6月のシンデレラ
お父様とのお話を終え、青人さんと二人きりになったところで、私たちは抱き合った。
「青人さん…!私のためにありがとう…っ」
「永美里、これでもう大丈夫だよ」
「嬉しい…!何より結婚を認めてくださったことが!」
「…認めてくれたというより、利があると判断しただけだよ。相手は誰にせよ、俺に結婚させるつもりがあったらしいから」
「あら、じゃあ青人さんの嘘は実は本当だったわけね」
嘘というのは、青人さんが親に結婚しろと迫られていると言っていたこと。
どうやら嘘ではなかったみたいだ。
「ごめんね、永美里。
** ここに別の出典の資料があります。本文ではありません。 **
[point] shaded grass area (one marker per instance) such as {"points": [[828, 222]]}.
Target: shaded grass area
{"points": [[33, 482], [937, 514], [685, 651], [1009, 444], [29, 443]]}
本当はあの家に君を縛り付けるようなことはしたくなかったんだ。
永美里には誰よりも幸せになって欲しいから」
「どうして?私とっても幸せよ」
「永美里…」
「大好きな人とずっと一緒にいられるのに、これ以上の幸せはないわ」
青人さんは私のために、美容師の夢を捨てる覚悟でお父様に頼み込んでくれた。
きっとかなりの時間をかけて、説得してくれたんだと思う。
青人さんにもきっと譲れないものが沢山あったはずだけど、すべて私のために注ぎ込んでくれた。
だから、今度は私が青人さんを支えたい。
「青人さんと出会えてよかった…」
「俺もだよ、永美里」
私のことを見つけてくれて、ありがとう――。
この時の私は手元にある幸せを抱きしめることに浸っていて、何も見えなくなっていた。
すべてが上手く進みすぎていて、歪みが生まれていたこと、歪みが迫っていることに気づく由もなかった。